Regardless of who your appellate attorney is, one of the primary hurdles on appeal will be the trial court record. Appeals are constrained by the issues and/or objections raised at the trial court level. Therefore, issues for appeal are preserved or lost during the trial process. Many opportunities for appeal may be lost if an issue is not raised or if an objectionable issue is not objected to. Appellate courts will generally not review issues on appeal if the issue was not raised or preserved at the trial court level. The policy, generally, is that you can’t raise the issue for the first time on appeal.

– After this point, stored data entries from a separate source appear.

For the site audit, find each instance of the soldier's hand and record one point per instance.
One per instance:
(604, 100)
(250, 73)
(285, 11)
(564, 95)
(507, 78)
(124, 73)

So, if there is an important issue, make sure it is raised on the record at the trial court level, or the appellate court will not consider the issue on appeal.

 

This leads to another hurdle on appeal — time and expense. You will likely have to pay an attorney more than $10,000 for an appeal (probably much more), especially if the appeal is an appeal from a jury trial. An appeal from a jury trial is very expensive because the attorney will have to obtain and review an enormous written record of any relevant pre-trial and trial proceedings. These transcripts can be thousands of pages. Additionally, appellate counsel will have to spend a great deal of time researching for and preparing a written brief that could take weeks to prepare. Then, once written briefs are submitted, appellate counsel may have to prepare for and engage in oral argument before the appellate court. Oral argument would involve a great deal more time and expense. Finally, if the appeal is denied at the first level of appeal, you may find it necessary to appeal again to a higher level appellate court, which would require more briefing and oral argument. As you can see, this process could involve a great deal of time and expense.

 

There are other hurdles, of course, but one more I’d like to mention is that the standard to prevail on appeal can be very difficult. Appellate courts are reluctant to overturn things that have been done at the trial court level unless there has been a significant mistake. The standard will vary depending on the nature of the challenge and the degree of the harm created. In any case, the legal hurdle is high when challenging a decision on appeal. At the trial court level, the State has the massive hurdle of disproving self-defense beyond a reasonable doubt. On appeal, the burden is reversed. It will be your burden to prove reversible error. That burden is difficult to overcome because appellate courts are reluctant to overturn the decisions of trial court judges, and they are even more reluctant to overturn the decision of a jury. That’s why it is important to consider post-defense appellate assistance programs. Organizations like the Armed Citizen’s Legal Defense Network could be useful resources, not only at the trial court level, but also on appeal.